Auch wenn das hier zuletzt zu anderen Schlüssen führt und an anderen Punkten ankommt, so weckt genau dieser Weg der Fabel, der Odyssee zwischen Natur und menschlicher Zivilisation, die Erinnerung an Prinzessin Mononoke. Aber bei beiden Filmen ist eben auch der Weg das Ziel. Das Abenteuer, das zu bestehen ist, die Menschen, Lebewesen und seltsamen Landstriche, die kennengelernt werden, sie machen beide aus. Und da liegt vielleicht das größte Problem von The Deer King. Er ruft ständig die Assoziationen zu einem Film auf den Plan, der sowohl in seinen liebenswerten Details wie in seiner epischen Kraft den Epigonen alt aussehen lässt.
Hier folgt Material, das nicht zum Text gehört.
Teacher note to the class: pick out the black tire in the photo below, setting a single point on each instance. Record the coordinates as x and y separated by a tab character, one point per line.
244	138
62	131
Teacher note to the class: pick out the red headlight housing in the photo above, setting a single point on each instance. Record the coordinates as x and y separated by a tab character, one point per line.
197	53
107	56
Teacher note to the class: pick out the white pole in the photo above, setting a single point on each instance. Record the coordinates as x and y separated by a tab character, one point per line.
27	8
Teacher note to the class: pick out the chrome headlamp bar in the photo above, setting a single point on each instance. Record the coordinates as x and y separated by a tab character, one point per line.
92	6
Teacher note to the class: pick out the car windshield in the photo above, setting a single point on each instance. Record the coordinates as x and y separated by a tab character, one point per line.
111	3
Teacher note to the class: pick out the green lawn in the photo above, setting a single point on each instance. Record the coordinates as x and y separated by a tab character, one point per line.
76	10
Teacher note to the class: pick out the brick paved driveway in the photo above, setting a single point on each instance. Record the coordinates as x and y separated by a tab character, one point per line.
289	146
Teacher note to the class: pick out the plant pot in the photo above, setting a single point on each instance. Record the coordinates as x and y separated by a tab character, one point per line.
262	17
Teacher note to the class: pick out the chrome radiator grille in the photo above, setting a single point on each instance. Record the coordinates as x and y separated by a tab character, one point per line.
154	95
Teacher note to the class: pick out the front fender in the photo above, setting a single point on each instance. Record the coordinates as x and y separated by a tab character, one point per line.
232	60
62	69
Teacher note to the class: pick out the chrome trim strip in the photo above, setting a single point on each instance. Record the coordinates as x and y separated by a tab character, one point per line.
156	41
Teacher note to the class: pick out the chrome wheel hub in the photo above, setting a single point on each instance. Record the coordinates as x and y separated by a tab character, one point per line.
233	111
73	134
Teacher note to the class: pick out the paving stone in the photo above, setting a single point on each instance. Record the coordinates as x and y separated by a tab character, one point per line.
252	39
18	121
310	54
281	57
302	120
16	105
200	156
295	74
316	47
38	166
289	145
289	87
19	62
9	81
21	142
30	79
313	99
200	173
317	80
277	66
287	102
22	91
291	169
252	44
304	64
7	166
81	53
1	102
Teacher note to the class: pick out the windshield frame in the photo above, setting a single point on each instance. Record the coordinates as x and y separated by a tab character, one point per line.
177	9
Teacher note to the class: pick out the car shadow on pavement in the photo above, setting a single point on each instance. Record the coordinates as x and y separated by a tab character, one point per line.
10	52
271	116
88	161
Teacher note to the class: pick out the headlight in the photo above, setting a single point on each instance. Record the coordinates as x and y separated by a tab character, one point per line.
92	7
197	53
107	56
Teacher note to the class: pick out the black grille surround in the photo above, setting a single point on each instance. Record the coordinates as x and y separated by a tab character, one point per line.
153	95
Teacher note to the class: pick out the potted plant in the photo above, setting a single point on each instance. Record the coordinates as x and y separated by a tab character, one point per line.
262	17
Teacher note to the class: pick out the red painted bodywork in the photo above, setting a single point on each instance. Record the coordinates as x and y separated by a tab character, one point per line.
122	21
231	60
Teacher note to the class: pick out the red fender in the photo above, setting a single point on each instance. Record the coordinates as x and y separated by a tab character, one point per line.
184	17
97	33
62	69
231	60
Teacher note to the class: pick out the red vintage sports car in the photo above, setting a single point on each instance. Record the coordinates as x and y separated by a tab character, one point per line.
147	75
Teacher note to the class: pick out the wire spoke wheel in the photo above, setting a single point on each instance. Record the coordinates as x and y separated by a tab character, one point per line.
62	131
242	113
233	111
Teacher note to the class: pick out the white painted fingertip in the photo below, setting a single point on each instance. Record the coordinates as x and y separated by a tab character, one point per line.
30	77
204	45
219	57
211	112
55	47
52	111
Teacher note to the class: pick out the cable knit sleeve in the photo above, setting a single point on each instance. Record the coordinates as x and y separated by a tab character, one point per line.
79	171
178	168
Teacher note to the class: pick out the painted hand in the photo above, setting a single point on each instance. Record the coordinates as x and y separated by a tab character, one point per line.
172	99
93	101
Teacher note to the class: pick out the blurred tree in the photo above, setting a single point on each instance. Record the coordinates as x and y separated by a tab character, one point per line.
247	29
Menschliche Wärme statt Gefühlsachterbahn
Weder gibt es Miyazakis Trademark der zuckersüßen Wesen – im Fall von Prinzessin Mononoke die kleinen Steinkreaturen –, noch sind die Hirsche von so überirdischer Majestät, noch haben die dramatischen Spitzen die albtraumhafte Qualität. The Deer King ist gewissermaßen der biedere der beiden Filme. Oder freundlicher ausgedrückt: der gesetztere, der seine eigenen Qualitäten hat. Statt nach emotionaler Achterbahnfahrt strebt er eher nach zwischenmenschlicher Wärme. In seiner überhöhten Mittelalterwelt voller Konflikte und Wahnsinn sucht er nach der Schönheit – und davon hat er viel zu erzählen und zu zeigen.
Vielleicht ist das größte Problem damit nicht, dass The Deer King ein ziemlich schöner Film mit Hang zum Soliden ist, sondern dass Masashi Andō selbst daran beteiligt war, die Messlatte extrem hochzulegen. Mit einer Filmografie wie der seinen kann ein nur guter Film eben auch ein wenig wie eine Enttäuschung wirken.